Earlier this year, the U.S. Department of Transportation launched a $7 million advertising campaign to warn drivers about the dangers of railroad crossings. The DOT noted that while the total number of railroad incidents have been in decline over the past decade, a person or vehicle is still hit by a train roughly every three hours. In 2016, there were 232 reported deaths due to railroad crossing accidents.

Liberty Surplus Insurance Corp. v. Norfolk Southern Railway Co.

Recently the U.S. 11th Circuit Court of Appeals in Atlanta dealt with a personal injury lawsuit arising from a 2011 railroad crossing accident. The victim was severely injured when a train struck her. She claimed she could not see te approaching train due to “overgrown and improperly maintained vegetation at the railroad crossing.”

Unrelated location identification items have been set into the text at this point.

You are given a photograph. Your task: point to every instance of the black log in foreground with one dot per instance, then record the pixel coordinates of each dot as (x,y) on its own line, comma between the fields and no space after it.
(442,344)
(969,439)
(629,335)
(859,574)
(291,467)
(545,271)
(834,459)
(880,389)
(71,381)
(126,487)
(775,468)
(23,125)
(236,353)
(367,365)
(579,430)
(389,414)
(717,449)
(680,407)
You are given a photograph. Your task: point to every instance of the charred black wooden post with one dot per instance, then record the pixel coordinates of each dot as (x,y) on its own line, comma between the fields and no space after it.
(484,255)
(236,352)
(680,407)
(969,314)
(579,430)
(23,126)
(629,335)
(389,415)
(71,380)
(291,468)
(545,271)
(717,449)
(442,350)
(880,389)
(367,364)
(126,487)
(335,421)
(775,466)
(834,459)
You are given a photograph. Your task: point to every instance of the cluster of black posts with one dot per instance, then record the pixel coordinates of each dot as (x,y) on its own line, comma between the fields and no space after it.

The victim sued not only the railroad operator but also the contractor hired to spray pesticide at the crossing. The contractor, in turn, had a railroad liability policy to insure it against possible lawsuit damages.

But as is often the case when dealing with a potentially large personal injury award, the insurer tried to escape responsibility. Although the insurer initially agreed to pay half the cost of defending the lawsuit, it later balked and instead filed a separate lawsuit against the railroad company and the contractor. The insurer basically asked for a judicial declaration the victim’s lawsuit was beyond the scope of the policy.

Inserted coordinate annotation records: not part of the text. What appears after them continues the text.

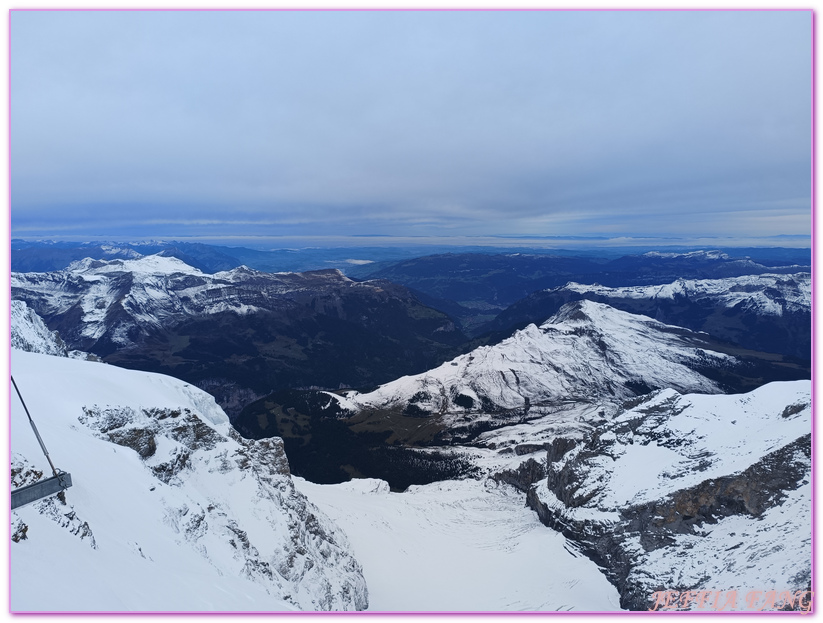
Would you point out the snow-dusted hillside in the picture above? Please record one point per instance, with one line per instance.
(587, 351)
(29, 333)
(691, 492)
(170, 509)
(769, 295)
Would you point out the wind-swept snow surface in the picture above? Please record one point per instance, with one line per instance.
(691, 493)
(170, 509)
(459, 546)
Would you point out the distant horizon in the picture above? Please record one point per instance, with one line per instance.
(548, 243)
(680, 126)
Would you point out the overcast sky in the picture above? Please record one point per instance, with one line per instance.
(453, 123)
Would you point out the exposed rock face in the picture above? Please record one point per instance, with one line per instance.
(683, 492)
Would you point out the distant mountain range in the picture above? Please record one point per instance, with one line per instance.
(587, 353)
(240, 333)
(475, 288)
(764, 312)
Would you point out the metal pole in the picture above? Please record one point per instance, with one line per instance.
(34, 428)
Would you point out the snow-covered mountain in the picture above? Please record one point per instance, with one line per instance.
(170, 508)
(240, 333)
(769, 295)
(690, 493)
(585, 352)
(768, 312)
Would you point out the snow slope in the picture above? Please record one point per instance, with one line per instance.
(692, 492)
(169, 510)
(769, 295)
(460, 546)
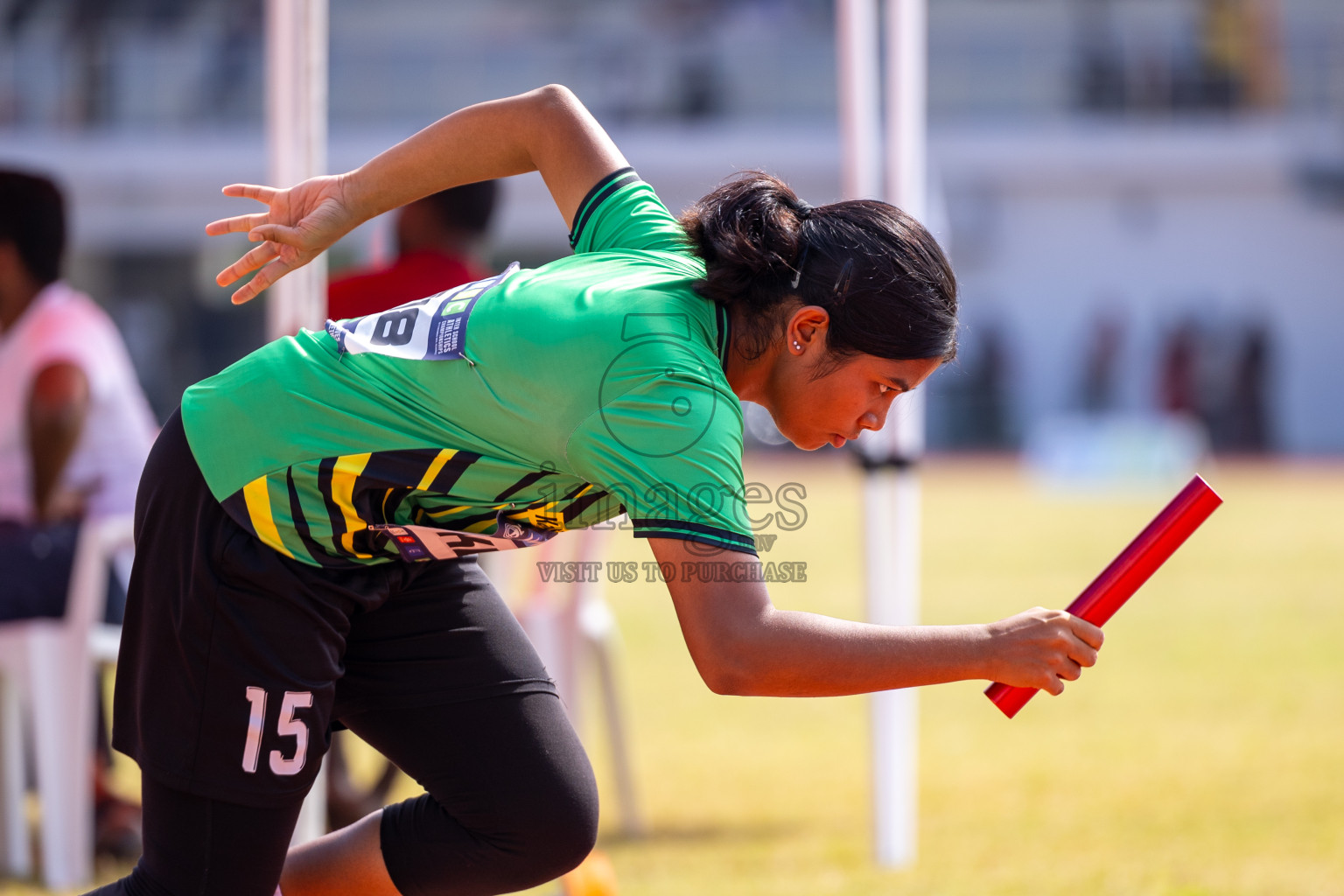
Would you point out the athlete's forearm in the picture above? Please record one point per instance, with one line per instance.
(805, 654)
(546, 130)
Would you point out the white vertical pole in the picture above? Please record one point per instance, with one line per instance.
(894, 488)
(296, 136)
(296, 128)
(859, 80)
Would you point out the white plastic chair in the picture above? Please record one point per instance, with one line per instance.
(47, 685)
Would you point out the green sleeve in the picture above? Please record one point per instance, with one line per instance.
(621, 211)
(667, 442)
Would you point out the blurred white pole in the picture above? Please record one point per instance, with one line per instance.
(892, 486)
(860, 98)
(296, 136)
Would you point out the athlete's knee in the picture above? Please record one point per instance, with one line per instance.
(562, 836)
(429, 852)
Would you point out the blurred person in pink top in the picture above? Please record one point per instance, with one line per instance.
(74, 429)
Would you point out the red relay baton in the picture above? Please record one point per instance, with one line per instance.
(1128, 572)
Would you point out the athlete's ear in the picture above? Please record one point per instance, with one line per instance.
(808, 326)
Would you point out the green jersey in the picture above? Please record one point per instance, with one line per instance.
(495, 414)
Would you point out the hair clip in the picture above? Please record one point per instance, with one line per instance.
(843, 280)
(797, 271)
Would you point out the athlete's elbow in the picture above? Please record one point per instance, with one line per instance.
(556, 98)
(732, 677)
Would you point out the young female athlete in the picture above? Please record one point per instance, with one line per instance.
(306, 522)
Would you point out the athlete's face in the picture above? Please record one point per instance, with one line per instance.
(854, 396)
(851, 396)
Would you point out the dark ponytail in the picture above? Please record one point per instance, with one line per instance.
(875, 270)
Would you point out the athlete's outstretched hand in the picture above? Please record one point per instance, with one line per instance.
(298, 226)
(1042, 649)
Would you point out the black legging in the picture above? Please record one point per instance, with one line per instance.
(511, 803)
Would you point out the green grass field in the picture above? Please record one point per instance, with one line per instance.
(1203, 755)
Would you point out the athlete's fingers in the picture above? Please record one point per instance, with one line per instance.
(263, 278)
(276, 234)
(1088, 632)
(252, 261)
(1070, 670)
(252, 191)
(1083, 654)
(235, 225)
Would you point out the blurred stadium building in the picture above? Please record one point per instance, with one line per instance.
(1144, 199)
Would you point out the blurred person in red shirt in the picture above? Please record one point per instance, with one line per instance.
(437, 240)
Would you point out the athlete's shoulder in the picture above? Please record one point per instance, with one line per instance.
(622, 211)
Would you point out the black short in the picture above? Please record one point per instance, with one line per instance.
(237, 662)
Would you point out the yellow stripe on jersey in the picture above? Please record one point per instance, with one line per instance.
(347, 469)
(428, 480)
(257, 497)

A federal judge in Georgia rejected the insurer’s claim. On appeal, the 11th Circuit affirmed that rejection. The insurer’s argument, the appeals court explained, came down to how the policy defined the term “work.”

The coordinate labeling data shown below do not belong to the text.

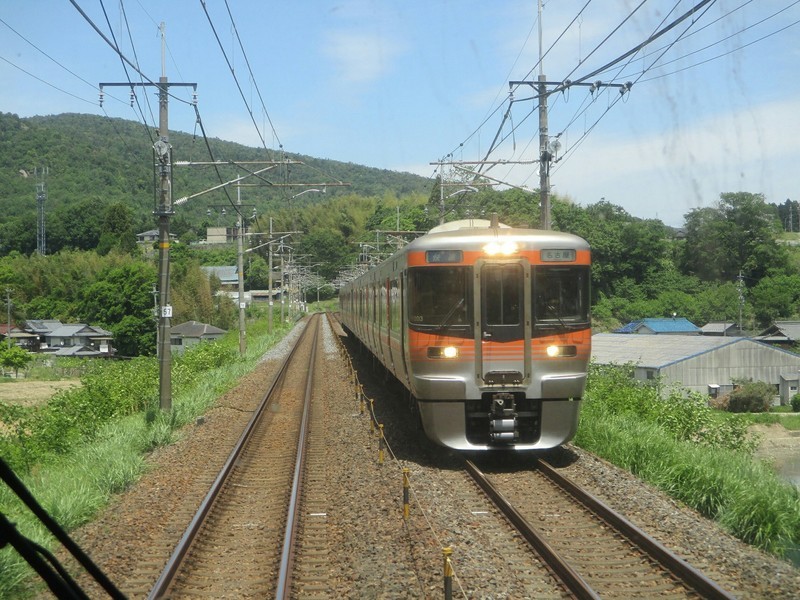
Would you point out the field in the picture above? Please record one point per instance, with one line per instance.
(26, 392)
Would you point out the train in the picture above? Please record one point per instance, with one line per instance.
(487, 327)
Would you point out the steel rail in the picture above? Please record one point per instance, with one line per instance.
(674, 564)
(283, 589)
(172, 567)
(568, 576)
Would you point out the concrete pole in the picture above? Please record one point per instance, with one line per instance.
(240, 268)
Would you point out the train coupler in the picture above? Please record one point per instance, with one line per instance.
(503, 418)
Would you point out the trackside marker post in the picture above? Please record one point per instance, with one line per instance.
(380, 444)
(448, 573)
(406, 485)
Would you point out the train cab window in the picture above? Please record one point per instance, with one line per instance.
(440, 300)
(502, 286)
(560, 298)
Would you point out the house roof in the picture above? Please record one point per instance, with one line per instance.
(788, 330)
(76, 351)
(74, 329)
(718, 327)
(226, 275)
(195, 329)
(644, 351)
(667, 325)
(42, 325)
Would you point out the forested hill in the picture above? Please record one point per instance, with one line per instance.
(96, 162)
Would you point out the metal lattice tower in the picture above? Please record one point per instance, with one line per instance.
(41, 196)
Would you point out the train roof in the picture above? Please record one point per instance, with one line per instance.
(478, 231)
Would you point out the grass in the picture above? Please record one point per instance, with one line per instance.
(76, 486)
(714, 473)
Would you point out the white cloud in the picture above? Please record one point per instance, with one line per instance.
(361, 57)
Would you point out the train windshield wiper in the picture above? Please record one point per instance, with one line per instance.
(446, 320)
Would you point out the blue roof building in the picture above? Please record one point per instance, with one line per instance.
(668, 326)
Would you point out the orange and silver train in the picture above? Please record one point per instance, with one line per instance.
(488, 328)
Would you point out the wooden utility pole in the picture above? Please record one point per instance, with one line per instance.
(163, 210)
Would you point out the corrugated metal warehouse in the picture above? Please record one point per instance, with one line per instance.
(705, 364)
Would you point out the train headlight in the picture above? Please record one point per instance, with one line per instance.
(561, 351)
(442, 352)
(498, 248)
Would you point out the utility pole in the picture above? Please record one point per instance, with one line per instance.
(8, 308)
(740, 290)
(41, 196)
(240, 269)
(163, 210)
(546, 149)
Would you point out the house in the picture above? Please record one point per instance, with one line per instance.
(20, 338)
(668, 326)
(228, 276)
(723, 328)
(781, 333)
(191, 333)
(76, 339)
(704, 364)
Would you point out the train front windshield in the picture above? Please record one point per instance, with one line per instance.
(440, 300)
(560, 299)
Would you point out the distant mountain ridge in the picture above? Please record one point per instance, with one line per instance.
(109, 160)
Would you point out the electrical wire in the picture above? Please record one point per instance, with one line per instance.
(252, 77)
(134, 96)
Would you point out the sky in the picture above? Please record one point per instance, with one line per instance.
(404, 85)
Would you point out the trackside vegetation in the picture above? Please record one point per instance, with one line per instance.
(91, 442)
(683, 447)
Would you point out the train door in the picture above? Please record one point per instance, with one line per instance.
(503, 337)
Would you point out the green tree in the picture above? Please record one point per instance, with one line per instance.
(775, 298)
(15, 358)
(738, 235)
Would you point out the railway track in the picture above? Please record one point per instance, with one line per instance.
(241, 542)
(594, 551)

The policy stated the insurer was not liable for personal injury that occurred once the contractor’s work of spraying the crossing with pesticides had been completed. The insurer noted the pesticide spraying had taken place 90 days before the victim’s accident. Ergo, the “completed work” exclusion in the insurance policy applied.

Not so fast, the 11th Circuit said. The railroad’s contract was not for a series of one-time sprayings, but rather created a “continuous maintenance and monitoring obligation” on the part of the contractor. Even the insurance company acknowledged this fact.

The insurance company argued that somehow, after each individual spraying was complete, the insurance policy ceased to apply until the next spraying began. This ignored the plain language of the contract. The railroad was paying for ongoing services over a fixed period of time.

The insurer tried in vain to convince the 11th Circuit that there were “different concepts of work” that supported its decision to exclude coverage. However, the appeals court explained it is not the function of judges to rewrite poorly written insurance contracts. To the contrary, Georgia law imposes a duty to strictly construe any ambiguous language in an insurance policy “in favor of coverage.” There is no “curious, hidden meaning” in an insurance contract. The insurer can therefore be held liable should the victim prevail in her personal injury claim against the pesticide contractor.